I am still working to prepare a short article asking others to read Maksakovsky’s “The Capitalist Cycle”.
This will include suggestions for preliminary reading to understand that Maksakovsky’s grasp of Marx’s dialectical method is of major importance.
My main suggestions for preliminary philosophical reading will be four relatively short items:
Mao, “On Practice”.
Mao, “On Contradiction”.
Stalin, “Dialectical and Historical Materialism”.
Engels, “Socialism – Utopian and Scientific”.
These are all works that anyone interested in Marxist revolutionary theory should be familiar with.

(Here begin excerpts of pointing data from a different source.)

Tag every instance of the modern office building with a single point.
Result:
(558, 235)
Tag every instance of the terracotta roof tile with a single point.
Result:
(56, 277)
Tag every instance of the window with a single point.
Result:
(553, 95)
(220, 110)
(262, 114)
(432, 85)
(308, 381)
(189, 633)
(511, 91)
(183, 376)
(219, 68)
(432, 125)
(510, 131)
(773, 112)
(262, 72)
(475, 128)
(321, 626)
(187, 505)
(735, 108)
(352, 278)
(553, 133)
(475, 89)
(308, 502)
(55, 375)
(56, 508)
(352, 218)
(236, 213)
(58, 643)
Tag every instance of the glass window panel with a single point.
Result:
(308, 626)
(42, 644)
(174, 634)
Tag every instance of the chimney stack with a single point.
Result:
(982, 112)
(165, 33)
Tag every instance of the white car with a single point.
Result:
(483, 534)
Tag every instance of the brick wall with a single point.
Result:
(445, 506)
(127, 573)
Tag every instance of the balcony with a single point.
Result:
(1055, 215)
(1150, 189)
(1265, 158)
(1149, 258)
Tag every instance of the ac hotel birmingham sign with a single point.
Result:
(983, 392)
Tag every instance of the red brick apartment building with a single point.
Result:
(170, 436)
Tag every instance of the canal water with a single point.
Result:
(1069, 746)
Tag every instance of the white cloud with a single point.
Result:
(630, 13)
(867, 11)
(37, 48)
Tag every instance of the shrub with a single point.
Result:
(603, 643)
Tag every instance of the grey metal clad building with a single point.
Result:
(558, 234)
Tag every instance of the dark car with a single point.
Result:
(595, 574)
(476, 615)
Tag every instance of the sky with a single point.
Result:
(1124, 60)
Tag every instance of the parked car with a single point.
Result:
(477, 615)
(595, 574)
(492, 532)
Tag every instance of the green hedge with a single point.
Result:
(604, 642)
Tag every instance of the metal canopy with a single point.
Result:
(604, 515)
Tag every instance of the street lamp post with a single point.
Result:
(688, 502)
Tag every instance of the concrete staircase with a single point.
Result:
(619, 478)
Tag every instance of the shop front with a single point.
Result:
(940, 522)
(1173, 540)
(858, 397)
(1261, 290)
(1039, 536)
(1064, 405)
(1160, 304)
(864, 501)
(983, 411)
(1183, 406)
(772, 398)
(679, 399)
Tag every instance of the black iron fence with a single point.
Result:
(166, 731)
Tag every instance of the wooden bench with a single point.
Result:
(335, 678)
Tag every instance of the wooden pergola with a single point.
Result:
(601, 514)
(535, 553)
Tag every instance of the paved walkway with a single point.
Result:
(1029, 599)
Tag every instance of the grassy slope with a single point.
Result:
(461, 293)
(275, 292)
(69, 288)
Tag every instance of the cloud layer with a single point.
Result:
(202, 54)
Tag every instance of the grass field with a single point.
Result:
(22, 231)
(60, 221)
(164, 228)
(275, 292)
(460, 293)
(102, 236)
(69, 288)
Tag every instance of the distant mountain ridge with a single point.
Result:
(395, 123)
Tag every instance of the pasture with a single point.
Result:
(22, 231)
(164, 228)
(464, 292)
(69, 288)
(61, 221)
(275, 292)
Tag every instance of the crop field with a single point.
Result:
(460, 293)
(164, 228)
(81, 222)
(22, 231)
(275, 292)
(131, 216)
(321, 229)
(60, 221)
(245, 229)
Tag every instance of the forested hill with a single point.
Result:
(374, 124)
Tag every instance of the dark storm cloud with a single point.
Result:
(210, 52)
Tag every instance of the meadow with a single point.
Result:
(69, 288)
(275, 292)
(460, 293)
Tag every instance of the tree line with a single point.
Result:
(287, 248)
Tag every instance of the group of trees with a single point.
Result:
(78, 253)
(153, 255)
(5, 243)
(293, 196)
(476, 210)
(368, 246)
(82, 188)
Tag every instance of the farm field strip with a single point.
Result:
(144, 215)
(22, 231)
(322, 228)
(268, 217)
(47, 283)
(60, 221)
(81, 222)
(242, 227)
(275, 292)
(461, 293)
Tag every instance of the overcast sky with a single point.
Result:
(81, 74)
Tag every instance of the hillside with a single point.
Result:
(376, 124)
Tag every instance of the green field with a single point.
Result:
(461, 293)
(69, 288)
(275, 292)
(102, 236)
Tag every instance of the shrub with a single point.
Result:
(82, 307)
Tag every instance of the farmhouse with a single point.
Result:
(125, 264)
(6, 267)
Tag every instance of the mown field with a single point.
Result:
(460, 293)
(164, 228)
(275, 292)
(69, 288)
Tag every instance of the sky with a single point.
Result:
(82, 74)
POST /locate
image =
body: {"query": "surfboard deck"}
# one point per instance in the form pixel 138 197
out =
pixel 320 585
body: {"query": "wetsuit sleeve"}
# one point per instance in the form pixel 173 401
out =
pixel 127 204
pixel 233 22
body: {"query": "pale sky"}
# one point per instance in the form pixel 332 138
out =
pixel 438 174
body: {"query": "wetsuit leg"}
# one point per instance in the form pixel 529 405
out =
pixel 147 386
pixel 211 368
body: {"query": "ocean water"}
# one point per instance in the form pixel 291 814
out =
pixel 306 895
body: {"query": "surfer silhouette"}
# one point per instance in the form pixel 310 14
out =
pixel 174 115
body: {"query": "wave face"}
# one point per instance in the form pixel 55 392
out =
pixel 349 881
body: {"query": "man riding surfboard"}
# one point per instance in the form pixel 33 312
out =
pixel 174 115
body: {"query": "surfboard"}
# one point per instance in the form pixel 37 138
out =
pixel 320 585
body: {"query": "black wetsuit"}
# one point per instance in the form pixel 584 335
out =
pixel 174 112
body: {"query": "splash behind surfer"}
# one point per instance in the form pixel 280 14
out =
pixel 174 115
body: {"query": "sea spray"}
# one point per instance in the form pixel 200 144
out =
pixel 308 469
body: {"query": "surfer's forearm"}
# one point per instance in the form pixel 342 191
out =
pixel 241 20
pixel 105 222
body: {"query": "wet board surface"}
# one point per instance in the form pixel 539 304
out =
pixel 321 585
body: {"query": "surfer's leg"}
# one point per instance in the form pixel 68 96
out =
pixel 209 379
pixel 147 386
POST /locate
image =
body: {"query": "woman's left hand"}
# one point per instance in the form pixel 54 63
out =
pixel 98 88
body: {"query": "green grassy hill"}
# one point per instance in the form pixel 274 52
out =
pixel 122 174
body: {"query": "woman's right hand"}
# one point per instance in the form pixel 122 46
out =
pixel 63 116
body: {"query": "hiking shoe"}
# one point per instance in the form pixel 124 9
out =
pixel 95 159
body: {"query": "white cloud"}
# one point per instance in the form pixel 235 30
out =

The third and fourth were pretty much prescribed reading for everyone involved in the mass workers parties of the Third and Second Internationals respectively. The first two are much crisper and more modern summaries.
I have no hesitation in strongly urging anyone to read all four now. Not just as preparation for understanding economic crisis, but as essential for understanding anything. They are not long and not difficult so there is no excuse.
But I would also like to recommend a longer book, the “Leningrad textbook on philosophy“. An english translation, with a separate introduction and completely revised first section is online at the above link. It was widely distributed to the 50,000 or so members of the British “Left Book Club” in 1937.
Amazon createspace has a 400pp hardcopy for $8 since 2013.
Mao’s two articles were prepared after studying and annotating various works on Marxist philosophy including an earlier version of the Leningrad textbook. See Stuart R Schram and Nancy J Hodes, “Mao’s Road to Power: The New Stage (August 1937-1938) (Mao’s Road to Power: Revolutionary Writings, 1912-1949 Vol.6)” pp573-832 especially pp671-832. See also Nick Night, “Mao Zedong on Dialectical Materialism: Writings on Philosophy, 1937 (Chinese Studies on China)”.
I recommend starting from the second section and returning to the earlier parts after finishing. This is where I will be recommending people should go, to understand things not fully explained in the recommended shorter articles. I cannot claim it is essential or short and easy. It also needs a good deal of criticism, revision and updating. But that certainly makes it very important and worthwhile.
Some of the earlier texts referred to in it are also available. That site, marxistphilosophy.org also has lots of other material, including translations of Chinese debates on “One Divides into Two“.
Eventually something like a new version of the Leningrad textbook will have to be written. But that won’t happen soon and certainly won’t happen without studying and understanding what is already known and what lessons can be learned about things communists thought we knew but clearly did not know, including “unknown unknowns”.
So, I hope some people will take up this invitation to read the Leningrad textbook as well as the four essential shorter works listed above.
Any feedback will be greatly appreciated.